Some of the staff at the med center looked surprised at the new admission — a local girl, when they’d been expecting a Marine — but Slater issued his orders with such conviction that not a second was lost. Covered with dirt and sweat, his fingers stained with snake blood, he was still clutching her limp hand as she was wheeled into the O.R., where the trauma team was ready with the IV lines.

“Careful when you insert those,” Slater warned. “The entry points are going to seep from the venom.”

“Major,” the surgeon said, calmly, “we know what we’re doing. We can take it from here.”

But when he tried to let go, the girl’s fingers feebly squeezed his own. Maybe she thought it was her dad.

“Hang in there, honey,” Slater said softly, though he doubted she could hear, or understand, him. “Don’t give up.” He extricated his fingers, and a nurse quickly brushed him aside so that she could get at the wound and sterilize the site. The surgeon took a syringe filled with the antivenin, held it up to the light, and expressed the air from the plunger.

Slater, knowing that he was simply in the way now, stepped outside and watched through the porthole in the swinging doors. The doctor and two nurses went through their paces with methodical precision and speed. But Slater was afraid that too much time had passed since the attack.

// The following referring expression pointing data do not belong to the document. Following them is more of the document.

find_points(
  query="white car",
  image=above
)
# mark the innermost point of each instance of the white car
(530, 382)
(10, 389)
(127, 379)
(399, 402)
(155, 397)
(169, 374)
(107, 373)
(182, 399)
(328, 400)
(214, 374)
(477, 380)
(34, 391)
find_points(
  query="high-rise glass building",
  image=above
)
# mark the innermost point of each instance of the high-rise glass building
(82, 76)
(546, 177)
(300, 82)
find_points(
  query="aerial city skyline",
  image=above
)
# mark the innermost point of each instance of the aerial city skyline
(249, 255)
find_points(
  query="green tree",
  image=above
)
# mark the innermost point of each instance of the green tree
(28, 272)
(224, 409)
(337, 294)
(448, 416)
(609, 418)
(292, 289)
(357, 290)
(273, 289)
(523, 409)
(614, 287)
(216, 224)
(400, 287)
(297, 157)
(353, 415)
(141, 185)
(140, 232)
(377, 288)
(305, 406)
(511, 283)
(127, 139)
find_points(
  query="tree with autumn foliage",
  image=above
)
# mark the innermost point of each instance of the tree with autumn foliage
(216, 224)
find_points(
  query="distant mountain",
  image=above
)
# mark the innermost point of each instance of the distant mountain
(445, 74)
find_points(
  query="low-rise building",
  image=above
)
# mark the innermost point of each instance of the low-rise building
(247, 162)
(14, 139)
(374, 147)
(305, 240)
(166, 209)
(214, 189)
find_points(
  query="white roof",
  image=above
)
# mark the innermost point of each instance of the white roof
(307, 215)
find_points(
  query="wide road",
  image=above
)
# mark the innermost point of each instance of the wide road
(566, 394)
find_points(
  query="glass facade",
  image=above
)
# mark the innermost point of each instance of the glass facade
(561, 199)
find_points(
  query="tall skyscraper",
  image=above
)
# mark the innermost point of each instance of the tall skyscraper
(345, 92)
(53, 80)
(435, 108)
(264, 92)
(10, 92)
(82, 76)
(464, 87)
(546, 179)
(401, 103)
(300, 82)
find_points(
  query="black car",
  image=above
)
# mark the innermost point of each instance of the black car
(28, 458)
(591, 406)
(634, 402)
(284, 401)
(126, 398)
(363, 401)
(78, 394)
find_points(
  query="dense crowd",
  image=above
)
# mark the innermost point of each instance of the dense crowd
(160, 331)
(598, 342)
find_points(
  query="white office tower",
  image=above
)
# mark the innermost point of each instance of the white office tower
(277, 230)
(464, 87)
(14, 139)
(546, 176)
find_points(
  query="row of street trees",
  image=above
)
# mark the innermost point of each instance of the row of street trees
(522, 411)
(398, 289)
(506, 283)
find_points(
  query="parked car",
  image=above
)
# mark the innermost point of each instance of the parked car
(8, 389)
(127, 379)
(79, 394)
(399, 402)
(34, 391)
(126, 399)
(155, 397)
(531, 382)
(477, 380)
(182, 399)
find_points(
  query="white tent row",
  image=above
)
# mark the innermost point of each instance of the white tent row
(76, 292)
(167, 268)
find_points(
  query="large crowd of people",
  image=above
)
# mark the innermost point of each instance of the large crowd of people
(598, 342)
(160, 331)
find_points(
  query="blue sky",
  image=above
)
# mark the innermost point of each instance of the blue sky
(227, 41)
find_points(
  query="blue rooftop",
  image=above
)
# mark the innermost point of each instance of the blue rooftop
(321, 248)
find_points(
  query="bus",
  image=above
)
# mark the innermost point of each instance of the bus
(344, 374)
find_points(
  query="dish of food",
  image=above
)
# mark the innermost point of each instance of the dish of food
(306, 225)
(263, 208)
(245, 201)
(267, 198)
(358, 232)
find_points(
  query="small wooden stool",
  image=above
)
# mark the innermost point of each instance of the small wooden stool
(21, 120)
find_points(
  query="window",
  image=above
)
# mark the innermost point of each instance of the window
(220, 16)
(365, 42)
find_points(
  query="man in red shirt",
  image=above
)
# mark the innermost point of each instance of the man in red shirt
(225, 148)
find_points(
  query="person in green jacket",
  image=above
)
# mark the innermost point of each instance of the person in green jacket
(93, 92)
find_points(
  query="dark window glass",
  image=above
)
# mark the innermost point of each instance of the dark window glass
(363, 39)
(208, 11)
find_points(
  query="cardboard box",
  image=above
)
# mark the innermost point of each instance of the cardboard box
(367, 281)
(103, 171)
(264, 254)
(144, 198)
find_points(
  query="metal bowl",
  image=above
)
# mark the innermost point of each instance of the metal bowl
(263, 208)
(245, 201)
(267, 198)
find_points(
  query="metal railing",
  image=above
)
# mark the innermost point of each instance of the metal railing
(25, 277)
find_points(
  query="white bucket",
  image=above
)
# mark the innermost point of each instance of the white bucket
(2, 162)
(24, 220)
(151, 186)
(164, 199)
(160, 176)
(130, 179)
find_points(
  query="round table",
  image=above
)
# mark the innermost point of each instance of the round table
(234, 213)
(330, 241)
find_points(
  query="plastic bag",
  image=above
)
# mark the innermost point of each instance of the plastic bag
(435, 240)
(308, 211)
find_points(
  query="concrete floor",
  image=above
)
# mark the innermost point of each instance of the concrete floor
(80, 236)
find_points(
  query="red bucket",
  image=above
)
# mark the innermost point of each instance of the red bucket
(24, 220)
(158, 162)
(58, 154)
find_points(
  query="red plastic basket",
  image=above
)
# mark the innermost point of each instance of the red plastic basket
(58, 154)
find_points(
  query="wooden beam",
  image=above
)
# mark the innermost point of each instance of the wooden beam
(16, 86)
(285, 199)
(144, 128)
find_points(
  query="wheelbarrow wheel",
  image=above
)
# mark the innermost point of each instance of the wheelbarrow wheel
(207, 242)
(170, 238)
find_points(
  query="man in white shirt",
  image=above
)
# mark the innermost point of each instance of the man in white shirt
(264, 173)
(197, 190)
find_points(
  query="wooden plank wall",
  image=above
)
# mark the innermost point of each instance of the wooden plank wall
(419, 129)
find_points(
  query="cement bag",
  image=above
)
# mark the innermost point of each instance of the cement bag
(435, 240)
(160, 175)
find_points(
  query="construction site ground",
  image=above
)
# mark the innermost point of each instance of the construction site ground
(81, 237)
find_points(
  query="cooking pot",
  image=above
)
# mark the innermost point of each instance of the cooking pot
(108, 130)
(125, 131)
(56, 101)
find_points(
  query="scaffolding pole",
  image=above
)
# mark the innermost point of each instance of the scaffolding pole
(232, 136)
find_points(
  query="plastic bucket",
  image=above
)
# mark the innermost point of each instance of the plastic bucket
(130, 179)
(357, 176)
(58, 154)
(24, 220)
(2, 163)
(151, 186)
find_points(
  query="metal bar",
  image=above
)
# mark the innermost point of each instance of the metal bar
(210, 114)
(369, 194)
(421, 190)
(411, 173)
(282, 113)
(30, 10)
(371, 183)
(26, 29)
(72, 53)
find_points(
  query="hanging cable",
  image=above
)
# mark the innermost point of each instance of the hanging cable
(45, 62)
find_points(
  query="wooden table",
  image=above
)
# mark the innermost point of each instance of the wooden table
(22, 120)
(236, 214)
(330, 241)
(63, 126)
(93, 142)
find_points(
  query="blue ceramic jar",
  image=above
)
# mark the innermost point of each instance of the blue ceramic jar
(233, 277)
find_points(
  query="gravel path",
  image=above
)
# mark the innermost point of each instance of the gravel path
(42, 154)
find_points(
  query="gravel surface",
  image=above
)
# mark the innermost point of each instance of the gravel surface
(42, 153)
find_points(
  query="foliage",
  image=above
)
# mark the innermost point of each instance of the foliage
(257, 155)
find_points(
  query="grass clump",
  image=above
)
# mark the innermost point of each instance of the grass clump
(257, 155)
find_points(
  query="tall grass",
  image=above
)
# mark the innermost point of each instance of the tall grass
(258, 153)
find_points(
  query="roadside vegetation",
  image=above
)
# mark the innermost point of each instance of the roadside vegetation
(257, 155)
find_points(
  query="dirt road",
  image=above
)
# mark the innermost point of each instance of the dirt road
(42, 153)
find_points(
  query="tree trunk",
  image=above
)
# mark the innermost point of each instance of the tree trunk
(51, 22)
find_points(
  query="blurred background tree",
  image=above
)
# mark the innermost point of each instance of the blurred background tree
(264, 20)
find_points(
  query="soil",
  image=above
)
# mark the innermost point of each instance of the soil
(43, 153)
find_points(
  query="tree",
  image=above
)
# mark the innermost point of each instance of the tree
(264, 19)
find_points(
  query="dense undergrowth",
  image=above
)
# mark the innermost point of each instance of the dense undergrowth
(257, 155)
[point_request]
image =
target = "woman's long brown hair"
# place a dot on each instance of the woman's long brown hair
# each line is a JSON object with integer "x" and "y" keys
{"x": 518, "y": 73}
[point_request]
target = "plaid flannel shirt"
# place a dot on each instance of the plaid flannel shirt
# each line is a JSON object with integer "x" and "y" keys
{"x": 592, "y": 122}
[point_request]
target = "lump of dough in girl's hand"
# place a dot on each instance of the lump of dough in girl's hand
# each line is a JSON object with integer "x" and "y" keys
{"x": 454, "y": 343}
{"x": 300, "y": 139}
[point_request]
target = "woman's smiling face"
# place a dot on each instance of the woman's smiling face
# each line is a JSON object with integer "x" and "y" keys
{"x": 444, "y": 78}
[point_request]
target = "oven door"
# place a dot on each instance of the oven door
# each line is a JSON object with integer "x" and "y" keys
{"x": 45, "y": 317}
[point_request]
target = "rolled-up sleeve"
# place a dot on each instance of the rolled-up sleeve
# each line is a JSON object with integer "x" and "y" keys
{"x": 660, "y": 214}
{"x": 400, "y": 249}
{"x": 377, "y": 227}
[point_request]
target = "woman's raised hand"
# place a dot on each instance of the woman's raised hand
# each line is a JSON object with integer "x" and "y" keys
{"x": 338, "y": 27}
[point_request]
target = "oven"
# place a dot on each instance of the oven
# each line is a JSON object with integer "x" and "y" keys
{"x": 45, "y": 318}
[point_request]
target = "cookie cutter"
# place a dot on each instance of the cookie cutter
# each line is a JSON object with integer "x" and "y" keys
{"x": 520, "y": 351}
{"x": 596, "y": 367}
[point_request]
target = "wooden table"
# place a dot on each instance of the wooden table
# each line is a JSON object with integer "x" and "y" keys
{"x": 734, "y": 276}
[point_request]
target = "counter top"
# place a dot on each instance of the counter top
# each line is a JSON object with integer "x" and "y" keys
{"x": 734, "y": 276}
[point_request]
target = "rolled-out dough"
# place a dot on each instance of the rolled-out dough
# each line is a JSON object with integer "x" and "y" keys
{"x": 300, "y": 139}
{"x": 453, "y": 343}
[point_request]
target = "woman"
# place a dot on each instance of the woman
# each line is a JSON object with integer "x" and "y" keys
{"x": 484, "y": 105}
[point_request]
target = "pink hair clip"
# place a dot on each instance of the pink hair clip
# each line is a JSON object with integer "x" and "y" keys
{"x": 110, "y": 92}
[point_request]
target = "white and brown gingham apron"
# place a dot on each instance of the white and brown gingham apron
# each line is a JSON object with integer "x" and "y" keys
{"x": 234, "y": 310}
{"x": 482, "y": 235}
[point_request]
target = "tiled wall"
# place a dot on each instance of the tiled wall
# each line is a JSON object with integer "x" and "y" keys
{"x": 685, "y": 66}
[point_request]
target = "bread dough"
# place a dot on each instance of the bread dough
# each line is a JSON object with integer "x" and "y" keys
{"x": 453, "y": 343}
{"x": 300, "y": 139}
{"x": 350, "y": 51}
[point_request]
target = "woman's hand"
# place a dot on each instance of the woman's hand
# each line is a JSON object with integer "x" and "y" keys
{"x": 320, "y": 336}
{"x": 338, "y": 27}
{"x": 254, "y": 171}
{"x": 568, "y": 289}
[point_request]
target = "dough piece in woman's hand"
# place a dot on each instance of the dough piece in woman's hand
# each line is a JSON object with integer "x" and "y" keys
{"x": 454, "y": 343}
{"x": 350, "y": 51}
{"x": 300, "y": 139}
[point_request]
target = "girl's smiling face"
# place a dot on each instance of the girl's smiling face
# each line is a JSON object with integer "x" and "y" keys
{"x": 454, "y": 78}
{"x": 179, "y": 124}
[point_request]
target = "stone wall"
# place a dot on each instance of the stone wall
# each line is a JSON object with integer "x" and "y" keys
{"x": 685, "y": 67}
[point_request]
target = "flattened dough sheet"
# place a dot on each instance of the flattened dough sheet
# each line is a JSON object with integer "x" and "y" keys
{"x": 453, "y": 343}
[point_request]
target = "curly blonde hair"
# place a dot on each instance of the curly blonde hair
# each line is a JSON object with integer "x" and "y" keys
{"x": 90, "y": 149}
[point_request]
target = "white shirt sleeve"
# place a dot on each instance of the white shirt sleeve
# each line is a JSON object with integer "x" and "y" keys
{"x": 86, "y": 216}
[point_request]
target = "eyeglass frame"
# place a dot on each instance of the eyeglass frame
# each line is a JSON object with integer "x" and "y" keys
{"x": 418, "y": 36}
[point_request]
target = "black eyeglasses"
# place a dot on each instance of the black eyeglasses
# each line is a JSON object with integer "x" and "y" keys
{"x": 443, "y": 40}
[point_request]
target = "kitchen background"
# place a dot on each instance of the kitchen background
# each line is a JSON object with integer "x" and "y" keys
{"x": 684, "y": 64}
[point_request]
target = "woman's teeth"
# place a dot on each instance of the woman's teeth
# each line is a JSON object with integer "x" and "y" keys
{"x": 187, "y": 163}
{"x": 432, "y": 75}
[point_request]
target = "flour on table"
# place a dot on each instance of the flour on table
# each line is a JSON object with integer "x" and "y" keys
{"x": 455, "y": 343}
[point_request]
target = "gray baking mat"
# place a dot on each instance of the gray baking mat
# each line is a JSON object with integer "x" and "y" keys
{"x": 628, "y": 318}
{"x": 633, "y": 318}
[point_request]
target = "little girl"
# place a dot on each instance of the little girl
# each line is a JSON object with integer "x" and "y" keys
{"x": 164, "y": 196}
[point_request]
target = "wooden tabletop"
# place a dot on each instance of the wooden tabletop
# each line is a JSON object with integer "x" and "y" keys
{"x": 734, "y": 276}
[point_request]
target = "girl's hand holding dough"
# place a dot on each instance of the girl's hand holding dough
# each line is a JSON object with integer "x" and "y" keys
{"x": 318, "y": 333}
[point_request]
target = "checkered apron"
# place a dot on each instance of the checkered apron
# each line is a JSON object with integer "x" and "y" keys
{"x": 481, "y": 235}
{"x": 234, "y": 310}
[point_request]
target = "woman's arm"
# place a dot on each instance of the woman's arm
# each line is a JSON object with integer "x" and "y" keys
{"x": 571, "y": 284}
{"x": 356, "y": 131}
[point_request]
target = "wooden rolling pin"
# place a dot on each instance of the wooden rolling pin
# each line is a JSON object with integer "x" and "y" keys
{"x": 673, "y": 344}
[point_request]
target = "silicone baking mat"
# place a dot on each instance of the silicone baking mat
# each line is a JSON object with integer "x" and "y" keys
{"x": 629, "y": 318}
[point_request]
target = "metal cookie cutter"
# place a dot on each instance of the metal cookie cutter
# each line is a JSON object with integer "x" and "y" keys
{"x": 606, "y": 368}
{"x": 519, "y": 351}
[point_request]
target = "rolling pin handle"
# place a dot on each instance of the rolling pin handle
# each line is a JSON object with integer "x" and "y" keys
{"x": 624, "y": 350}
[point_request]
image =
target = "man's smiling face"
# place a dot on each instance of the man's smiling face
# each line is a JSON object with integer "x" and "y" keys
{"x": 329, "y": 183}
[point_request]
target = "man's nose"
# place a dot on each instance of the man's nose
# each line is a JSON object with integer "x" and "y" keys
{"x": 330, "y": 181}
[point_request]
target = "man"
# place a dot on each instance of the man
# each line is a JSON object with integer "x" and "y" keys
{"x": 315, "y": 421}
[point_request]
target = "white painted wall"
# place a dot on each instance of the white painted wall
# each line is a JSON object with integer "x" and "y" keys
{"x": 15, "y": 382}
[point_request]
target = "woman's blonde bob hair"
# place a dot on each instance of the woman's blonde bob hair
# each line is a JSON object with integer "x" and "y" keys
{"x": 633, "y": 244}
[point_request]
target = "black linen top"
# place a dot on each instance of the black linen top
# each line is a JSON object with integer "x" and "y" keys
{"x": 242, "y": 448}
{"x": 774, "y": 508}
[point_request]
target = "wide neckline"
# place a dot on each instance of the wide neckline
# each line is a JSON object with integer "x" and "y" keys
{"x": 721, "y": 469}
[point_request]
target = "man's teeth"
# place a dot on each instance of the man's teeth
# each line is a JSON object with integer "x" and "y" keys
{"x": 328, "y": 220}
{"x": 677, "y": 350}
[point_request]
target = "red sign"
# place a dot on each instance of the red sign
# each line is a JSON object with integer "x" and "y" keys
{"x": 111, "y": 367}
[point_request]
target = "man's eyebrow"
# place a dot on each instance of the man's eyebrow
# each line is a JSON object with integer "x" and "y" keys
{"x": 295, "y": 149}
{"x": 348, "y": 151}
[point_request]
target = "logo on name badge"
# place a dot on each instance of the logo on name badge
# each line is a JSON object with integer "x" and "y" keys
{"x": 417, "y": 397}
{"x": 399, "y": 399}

A shiver hit him, and he slumped into a crouch by the doors. This was the worst recurrence of the malaria he’d had in months, and the sudden blast of air-conditioning made him long for a blanket. But if he let on how bad it was, he could find himself restricted to desk duty in Washington — a fate he feared worse than death. He just needed to get back to his bunk, swallow some meds, and sweat it out for a day or two. The blood was beating in his temples like a drum.

And it got no better when he heard the voice of his commanding officer, Colonel Keener, bellowing from down the hall. “Did you call in this mission, Major Slater?”